The trouble is, every word has a particular meaning, but this meaning must be subordinated to the meaning of the sentence -- and then sentence to paragraph, paragraph to chapter, chapter to narrative, etc.
I remember once reading in a Scientology pamphlet of L. Ron Hubbard's advice to his clones on how to approach a difficult text. To the extent that you don't understand it, just look up each unknown word in the dictionary, then put it all together. Voila! Meaning.
I've never tried the method, but it would probably be impossible even for simple sentences, because you'd just end up with more autonomous parts without getting any closer to the integral meaning.
I'm tempted to try....
Okay: "I live in a house."
To streamline this, I'll just use the first definitions.
"Someone possessing and aware of possessing a distinct personal individuality am alive -- i.e., have the life of an animal or plant -- in a location or in space or in some materially bounded object, in this case a structure intended or used for human habituation."
But then you'd have to look up possessing, distinct, individuality, materially, structure, etc. Thus, the Hubbard Method just makes things more convoluted, not easier. Plus -- like the dictionary itself -- it is ultimately tautologous. That is, words just refer to other words, in a closed logoverse. For example, my Oxford dictionary couldn't even define "in" without using the word. Ultimately you probably couldn't say a thing without literally involving the whole dictionary.
More generally, knowing the meaning of words is an entirely different function from using them well in a sentence. In fact, using them well often involves using them incorrectly. I recently read a biography of Wodehouse, in which the author wrote the following very Wodehousian sentence: "To this day, even as a peacetime museum, it broods menacingly over the tower of Huy..." If you were to deploy the Hubbard Method to deconstruct the sentence, you'd be left with the impression that inanimate buildings are subject to moods and intimidating gestures.
Wodehouse habitually tossed in bizarre personifications, e.g., As I sat in the bath tub, soaping a meditative foot and singing..., or He uncovered the fragrant eggs and b., and I pronged a moody forkful..., or Unseen, in the background, Fate was quietly slipping the lead into the boxing gloves, etc. There are hundreds if not thousands of these.
This is a long way of asking the question: how would it even be possible to understand scripture if we didn't already understand it?
A more basic problem, it seems to me, is how words -- and language more generally -- get outside themselves? Again, if words just refer to other words, then they cannot refer to God, except in the form of another word.
The short answer is of course provided by the pneumanaut with the umlaut, Gödel. He proved once and for all that any logical system contains assumptions that cannot be justified by the system.
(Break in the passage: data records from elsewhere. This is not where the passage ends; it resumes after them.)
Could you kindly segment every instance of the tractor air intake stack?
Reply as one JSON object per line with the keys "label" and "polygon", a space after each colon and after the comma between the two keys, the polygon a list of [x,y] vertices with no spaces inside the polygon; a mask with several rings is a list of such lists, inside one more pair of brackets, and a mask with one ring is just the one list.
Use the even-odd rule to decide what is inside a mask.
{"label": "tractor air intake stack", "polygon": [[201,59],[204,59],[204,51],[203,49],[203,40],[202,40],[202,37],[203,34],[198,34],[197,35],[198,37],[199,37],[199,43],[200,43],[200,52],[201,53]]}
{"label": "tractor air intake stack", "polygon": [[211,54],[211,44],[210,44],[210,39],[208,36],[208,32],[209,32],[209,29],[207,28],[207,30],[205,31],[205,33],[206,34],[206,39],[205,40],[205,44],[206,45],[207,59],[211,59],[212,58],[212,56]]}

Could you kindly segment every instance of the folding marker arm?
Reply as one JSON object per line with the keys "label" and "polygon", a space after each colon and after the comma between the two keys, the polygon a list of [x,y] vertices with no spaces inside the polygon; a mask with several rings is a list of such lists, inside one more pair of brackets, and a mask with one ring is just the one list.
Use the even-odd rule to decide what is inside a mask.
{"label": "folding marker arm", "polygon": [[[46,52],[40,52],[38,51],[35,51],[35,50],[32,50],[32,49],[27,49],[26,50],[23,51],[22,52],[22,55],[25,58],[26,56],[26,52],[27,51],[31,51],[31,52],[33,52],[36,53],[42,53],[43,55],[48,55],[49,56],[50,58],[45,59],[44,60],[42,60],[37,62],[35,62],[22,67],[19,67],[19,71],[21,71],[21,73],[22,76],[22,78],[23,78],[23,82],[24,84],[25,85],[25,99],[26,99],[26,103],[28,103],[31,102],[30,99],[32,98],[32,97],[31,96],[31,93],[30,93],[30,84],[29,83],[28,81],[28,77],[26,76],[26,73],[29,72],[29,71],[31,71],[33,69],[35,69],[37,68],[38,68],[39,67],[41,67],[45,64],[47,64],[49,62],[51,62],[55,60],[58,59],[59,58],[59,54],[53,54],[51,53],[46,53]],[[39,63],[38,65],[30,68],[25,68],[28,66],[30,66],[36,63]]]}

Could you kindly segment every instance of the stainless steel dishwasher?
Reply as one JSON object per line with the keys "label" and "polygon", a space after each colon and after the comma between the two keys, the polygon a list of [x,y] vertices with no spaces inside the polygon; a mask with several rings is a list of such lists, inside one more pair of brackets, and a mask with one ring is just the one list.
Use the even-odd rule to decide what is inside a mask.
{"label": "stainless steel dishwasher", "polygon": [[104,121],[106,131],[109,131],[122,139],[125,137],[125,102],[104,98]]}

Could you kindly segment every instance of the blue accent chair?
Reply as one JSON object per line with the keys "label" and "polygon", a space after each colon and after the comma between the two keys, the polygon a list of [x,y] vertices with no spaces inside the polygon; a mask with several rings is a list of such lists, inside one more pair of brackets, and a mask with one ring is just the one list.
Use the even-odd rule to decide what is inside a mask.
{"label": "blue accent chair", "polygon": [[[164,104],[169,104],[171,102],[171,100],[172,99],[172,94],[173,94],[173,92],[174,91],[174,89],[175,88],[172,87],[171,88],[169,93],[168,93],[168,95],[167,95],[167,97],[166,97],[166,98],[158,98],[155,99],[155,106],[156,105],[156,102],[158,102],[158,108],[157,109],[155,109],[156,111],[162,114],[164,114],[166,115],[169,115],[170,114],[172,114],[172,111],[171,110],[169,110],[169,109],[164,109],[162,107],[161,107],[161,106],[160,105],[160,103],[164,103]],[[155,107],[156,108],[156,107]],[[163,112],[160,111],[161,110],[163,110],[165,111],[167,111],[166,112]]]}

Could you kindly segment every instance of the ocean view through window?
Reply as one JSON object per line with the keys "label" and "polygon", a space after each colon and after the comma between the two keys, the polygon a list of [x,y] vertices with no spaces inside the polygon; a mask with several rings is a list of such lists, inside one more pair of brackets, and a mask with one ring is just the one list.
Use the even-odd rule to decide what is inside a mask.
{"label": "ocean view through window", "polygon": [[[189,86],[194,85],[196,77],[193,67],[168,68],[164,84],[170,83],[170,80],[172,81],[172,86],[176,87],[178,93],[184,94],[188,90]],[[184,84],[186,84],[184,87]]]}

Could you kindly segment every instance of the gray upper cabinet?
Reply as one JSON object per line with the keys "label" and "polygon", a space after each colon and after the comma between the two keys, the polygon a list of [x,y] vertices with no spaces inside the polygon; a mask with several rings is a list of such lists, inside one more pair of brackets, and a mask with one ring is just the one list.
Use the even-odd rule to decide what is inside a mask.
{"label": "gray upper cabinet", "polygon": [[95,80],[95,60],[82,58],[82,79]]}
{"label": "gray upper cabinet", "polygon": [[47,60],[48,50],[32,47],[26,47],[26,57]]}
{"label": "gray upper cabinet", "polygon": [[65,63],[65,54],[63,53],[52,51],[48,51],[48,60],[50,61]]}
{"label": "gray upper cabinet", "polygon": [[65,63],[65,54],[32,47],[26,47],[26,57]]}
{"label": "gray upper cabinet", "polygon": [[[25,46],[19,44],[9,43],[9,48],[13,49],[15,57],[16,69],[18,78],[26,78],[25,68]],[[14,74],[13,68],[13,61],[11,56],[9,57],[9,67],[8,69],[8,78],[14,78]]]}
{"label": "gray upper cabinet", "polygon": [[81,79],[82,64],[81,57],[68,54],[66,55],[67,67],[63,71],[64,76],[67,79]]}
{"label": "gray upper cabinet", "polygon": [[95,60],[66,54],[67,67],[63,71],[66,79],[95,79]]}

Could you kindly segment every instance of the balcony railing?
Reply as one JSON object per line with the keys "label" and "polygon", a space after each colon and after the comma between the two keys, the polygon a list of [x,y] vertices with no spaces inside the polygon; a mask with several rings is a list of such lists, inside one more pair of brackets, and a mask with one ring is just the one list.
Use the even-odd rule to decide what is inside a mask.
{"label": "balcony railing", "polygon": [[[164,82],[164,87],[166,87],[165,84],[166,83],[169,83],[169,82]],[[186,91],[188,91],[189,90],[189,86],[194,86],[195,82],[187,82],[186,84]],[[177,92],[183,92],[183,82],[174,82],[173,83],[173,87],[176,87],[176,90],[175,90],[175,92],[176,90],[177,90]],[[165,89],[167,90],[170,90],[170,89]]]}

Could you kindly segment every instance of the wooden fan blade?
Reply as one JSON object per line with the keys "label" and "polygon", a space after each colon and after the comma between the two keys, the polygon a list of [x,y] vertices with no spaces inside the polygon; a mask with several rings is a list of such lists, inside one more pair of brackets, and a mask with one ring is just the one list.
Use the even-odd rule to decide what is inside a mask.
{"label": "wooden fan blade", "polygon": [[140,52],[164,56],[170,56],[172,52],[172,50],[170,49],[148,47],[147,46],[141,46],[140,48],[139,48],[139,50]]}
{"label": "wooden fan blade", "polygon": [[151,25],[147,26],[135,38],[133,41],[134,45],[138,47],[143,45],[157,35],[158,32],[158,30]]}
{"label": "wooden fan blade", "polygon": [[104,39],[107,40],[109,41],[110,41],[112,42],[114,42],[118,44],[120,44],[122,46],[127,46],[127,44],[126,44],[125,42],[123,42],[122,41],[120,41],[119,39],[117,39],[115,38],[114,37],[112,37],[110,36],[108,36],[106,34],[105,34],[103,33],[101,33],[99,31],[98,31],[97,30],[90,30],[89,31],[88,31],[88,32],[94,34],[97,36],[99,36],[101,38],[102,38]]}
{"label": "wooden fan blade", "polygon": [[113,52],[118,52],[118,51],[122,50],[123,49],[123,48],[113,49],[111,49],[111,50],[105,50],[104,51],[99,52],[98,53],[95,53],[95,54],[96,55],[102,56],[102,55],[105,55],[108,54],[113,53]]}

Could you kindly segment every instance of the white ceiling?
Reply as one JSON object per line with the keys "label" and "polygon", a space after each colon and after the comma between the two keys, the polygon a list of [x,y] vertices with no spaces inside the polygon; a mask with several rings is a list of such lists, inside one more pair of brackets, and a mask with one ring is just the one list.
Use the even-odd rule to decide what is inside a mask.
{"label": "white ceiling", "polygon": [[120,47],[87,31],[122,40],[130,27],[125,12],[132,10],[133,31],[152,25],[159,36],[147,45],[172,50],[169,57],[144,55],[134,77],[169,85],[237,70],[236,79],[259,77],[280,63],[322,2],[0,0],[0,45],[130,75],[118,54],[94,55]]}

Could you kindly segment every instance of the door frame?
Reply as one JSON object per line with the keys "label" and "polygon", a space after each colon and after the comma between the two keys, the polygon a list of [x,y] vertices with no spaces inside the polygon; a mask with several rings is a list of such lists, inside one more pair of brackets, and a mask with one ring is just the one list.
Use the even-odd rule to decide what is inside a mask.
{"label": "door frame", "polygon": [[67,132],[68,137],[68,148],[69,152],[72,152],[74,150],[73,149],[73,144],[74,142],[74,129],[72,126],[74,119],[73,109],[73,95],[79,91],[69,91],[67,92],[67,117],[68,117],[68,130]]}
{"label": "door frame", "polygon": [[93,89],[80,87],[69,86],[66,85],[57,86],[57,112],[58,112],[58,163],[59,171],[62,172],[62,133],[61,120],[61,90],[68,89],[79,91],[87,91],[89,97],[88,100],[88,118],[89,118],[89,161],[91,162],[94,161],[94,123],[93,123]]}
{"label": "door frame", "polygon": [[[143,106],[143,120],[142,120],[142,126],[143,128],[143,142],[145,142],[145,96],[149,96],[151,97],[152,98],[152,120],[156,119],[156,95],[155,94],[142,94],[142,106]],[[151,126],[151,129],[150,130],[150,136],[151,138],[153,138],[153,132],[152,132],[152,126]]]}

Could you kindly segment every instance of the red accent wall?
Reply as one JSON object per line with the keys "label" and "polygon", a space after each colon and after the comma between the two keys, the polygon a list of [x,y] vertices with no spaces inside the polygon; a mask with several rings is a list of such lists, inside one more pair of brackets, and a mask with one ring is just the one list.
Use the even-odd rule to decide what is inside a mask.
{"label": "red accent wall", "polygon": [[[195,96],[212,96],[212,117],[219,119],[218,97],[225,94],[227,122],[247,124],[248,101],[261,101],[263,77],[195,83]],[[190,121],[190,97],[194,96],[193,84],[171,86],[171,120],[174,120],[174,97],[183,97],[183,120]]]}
Rather, we need the assumptions to get off the semantic goround.
As we've discussed before, postmodernists completely misunderstand this to mean that there is no possibility of real meaning, but Gödel's whole point -- at least according to Goldstein -- is that there are truths that cannot be proved logically. He didn't intend to abolish truth but preserve it.
It also means that, whatever our minds are, they cannot be digital computers, because they always transcend the digits. His theorems "don't demonstrate the limits of the human mind, but rather the limits of computational models of the human mind (basically, models that reduce all thinking to rule-following)" (Goldstein).
Otherwise, Gödel's theorems would disprove Gödel's theorems. As we mentioned a couple of posts back, man breaks out of his animal form and opens out to the infinite, "beyond the circumscriptions of personal experience to gain access to aspects of reality that it is impossible to otherwise know" (ibid.).
So language, in order to get beyond itself, must be a vertically open system in which something from beyond the system is able to infuse the words with a meaning and a Life which they alone cannot convey.
Gödel -- unlike positivists at one end and deconstructionists at the other -- "is committed to the possibility of reaching out... beyond our experiences to describe the world 'out yonder.'" This yonder world is a reality "of universal and necessary truths" to which we are mysteriously -- and sometimes mythteriously -- able to gain access. As a result, we may gain "at least partial glimpses of what might be called... 'extreme reality.'"
Yesterday, out of the blue, my son surprised me by reeling off pi to eight or ten decimals. What does it mean that the ratio of the circumference of a circle to its diameter is a deeply irrational number that goes on forever? The circle has always been considered the "perfect" form, so it was troubling to the ancients that pi brooded so menacingly over them.
Schuon often deployed the geometrical circle as a point of reverence to make theometrical statements about God. For example, if God is the center of the circle, we are at the periphery. Looked at this way, the center is surrounded by concentric circles corresponding to this or that worldspace, e.g., life, mind, matter, angels, archetypes, etc. Some worlds are necessarily closer to or more distant from God. Evil is way out there.
But it can also be used the other way around, such that the world is within the circle and the infinite God surrounds it (like the mysterious "man in the donut" in the sidebar).
To put an impatient kibosh on this scatterish post, "The man who does not believe in God must read Scripture differently from the man who does.... a discussion between them as to the meaning of the New Testament is as though one were discussing marriage with a eunuch" (Sheed).